Turkey is beautiful and Turks are some of the sweetest and warmest people I’ve met.
I live in Kirikkale, a very small and rural city located an hour and a half away from Ankara (Turkey’s capital). At Kirikkale University, I teach four English speaking classes to English-Turkish Translation students and a Speaking Elective class for Engineering majors. Additionally, I also lead four English speaking clubs open to all students.
In the beginning of the semester, I found it difficult to help my students improve. During the Fulbright teaching orientation, we were trained to teach very basic English, but my students’ English proficiency is very advanced. I had to adjust my entire teaching approach, and in the end it worked. I even taught a few classes about “awareness,” restorative justice, and social contract political theory.
My colleagues, new friends, and especially my students have been the highlight of my experience. Most of the teachers in my department are smart, sweet, young women. Five of them have been trying to learn Spanish for a while, and they enjoy having me around to practice. In return, they support my efforts in learning Turkish.
On top of my teaching responsibilities, I’m also taking an intensive Turkish course offered to Engineering students at my university. Most of them are Syrian refugees. They have to study Turkish for a year before they can start with their studies (B.S., M.A., Ph.D.).

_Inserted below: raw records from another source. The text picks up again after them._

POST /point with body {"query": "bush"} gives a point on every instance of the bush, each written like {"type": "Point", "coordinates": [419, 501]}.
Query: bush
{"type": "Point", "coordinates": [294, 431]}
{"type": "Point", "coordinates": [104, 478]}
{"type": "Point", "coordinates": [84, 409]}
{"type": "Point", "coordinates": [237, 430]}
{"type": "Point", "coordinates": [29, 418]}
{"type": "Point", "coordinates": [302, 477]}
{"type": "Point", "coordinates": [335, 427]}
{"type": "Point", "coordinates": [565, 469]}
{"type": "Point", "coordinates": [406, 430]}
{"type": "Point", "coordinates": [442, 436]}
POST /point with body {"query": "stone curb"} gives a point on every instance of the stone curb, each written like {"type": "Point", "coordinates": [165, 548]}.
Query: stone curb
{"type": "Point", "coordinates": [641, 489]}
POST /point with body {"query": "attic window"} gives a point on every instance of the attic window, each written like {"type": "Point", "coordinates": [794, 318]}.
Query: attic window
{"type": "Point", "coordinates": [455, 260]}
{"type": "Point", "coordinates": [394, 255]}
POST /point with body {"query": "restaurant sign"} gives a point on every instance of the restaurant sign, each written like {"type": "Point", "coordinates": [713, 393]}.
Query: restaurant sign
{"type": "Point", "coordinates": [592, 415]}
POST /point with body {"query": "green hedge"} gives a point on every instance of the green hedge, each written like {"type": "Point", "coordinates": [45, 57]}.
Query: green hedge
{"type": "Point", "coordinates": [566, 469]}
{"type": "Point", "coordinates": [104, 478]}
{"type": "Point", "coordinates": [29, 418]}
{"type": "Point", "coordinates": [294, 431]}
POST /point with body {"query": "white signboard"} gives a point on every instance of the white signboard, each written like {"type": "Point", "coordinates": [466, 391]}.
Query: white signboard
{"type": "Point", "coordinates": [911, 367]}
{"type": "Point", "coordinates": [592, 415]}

They meet 30 hours a week, but given my teaching schedule, I can only be there 8 hours. They are mostly male Arabic speakers. Some of them know a little English and try to help me understand the lessons. The other day, they were also teaching me the Arabic alphabet. It was hard!!! They are great people, and they have become my first group of friends.
My students have been so good to me. They call me “Marimiz” which means “our Mari.” One of them has become my unofficial Turkish tutor, another one took me to get my hair done, and a group of them prepared me a surprise homemade Turkish breakfast last Sunday. I am very sad that next semester I will have new students, but I am hopeful that they will be as nice. The relationships that I’ve built make me want to renew my grant to spend another year teaching in Turkey.
I included pictures from my experiences and travels in Turkey and in Northern Cyprus (a Turkish territory). I hope you enjoy them!
Wishing you Happy Holidays and a New Year filled with prosperity and success!